В подарок матери Василий принёс сегодня два больших красных яблока. Загодя так мать просила. Василий знал: сама есть не станет, дождётся Оленьку и Ксюшу. Для них…
Тягостно видеть маету сына из окна горницы старой матери Василия. «…Сучка, — думает старая женщина о невестке. — И угораздило же её на старости лет загулять. Тридцать лет прожили. А ныне? Каково сыну?..».
Василий знает, что мать наблюдает из-за шторы. Знает Василий и мысли матери: они похожие, как у него. Беда общая. Но решать ему… Дочери Оленька и Ксюша сами уже по себе, живут в Красноярске. А жить теперь им совместно с Зинаидой, что покойникам лежать в одной могиле.
— Сыночка, ходи в дом. Хошь и тепло, а ветерок, ой! Весна. Омманчивое тепло-то…

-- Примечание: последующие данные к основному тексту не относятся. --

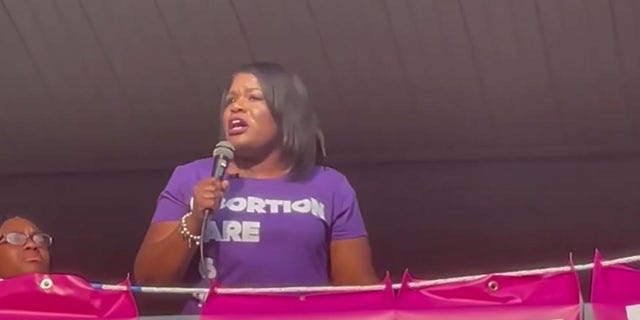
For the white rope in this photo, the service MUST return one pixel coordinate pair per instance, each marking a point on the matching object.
(378, 287)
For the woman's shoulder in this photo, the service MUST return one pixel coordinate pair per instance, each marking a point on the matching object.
(329, 175)
(196, 165)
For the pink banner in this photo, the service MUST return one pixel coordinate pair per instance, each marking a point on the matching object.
(615, 291)
(58, 296)
(343, 305)
(541, 297)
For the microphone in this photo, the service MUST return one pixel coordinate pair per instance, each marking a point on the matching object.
(222, 155)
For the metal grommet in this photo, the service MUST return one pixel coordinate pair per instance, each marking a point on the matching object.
(46, 284)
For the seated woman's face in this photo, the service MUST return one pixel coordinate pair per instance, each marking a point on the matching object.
(23, 248)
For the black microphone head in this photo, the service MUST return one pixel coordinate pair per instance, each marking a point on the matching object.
(224, 149)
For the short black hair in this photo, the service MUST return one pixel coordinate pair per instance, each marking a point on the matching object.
(288, 100)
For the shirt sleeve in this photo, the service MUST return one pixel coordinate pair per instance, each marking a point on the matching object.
(347, 222)
(173, 201)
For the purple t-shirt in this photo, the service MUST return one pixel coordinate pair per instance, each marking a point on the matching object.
(268, 232)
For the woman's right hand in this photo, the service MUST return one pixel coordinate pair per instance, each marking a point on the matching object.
(207, 195)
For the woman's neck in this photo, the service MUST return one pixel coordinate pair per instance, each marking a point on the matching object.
(268, 167)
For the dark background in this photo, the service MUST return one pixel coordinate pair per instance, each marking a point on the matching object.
(480, 135)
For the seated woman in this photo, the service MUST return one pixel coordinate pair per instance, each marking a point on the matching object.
(24, 248)
(278, 218)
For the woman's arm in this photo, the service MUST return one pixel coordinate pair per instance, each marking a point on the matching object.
(165, 255)
(351, 262)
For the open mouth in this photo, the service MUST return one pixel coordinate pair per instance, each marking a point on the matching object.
(33, 257)
(237, 126)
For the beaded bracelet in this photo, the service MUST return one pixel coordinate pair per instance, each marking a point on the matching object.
(186, 234)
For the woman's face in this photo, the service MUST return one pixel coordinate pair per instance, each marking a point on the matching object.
(247, 121)
(22, 259)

Звала мать с высокого крыльца. Ладный дом построен дедом. Отец любил строить широко и высоко. Крыльцо это он уже поднял. Глянув на мать, Василий обреченно подумал: от старости спасения нет. Разве у него горе? Беда — старость матери… В июне Василию пятьдесят исполняется, а для матери он по-прежнему «сыночка».
— Ну что, мам? Иди в дом, простудишься, отозвался он. — Не замёрз я ещё. Не хочется в комнаты. Погода-то, какая. Воздух…
— Так блины остынут. Ты ж горячие блины любишь, как отец бывало…
Мать знает слабость сына к блинам. Когда Василий приходит, она затевает их, печет, старается угодить. И в семье Василия, когда случалась размолвка с Зинаидой, старшая дочь Ксюша всегда нажимала на мать: «Хватит дуться на отца! Заводи, мамуль, блины».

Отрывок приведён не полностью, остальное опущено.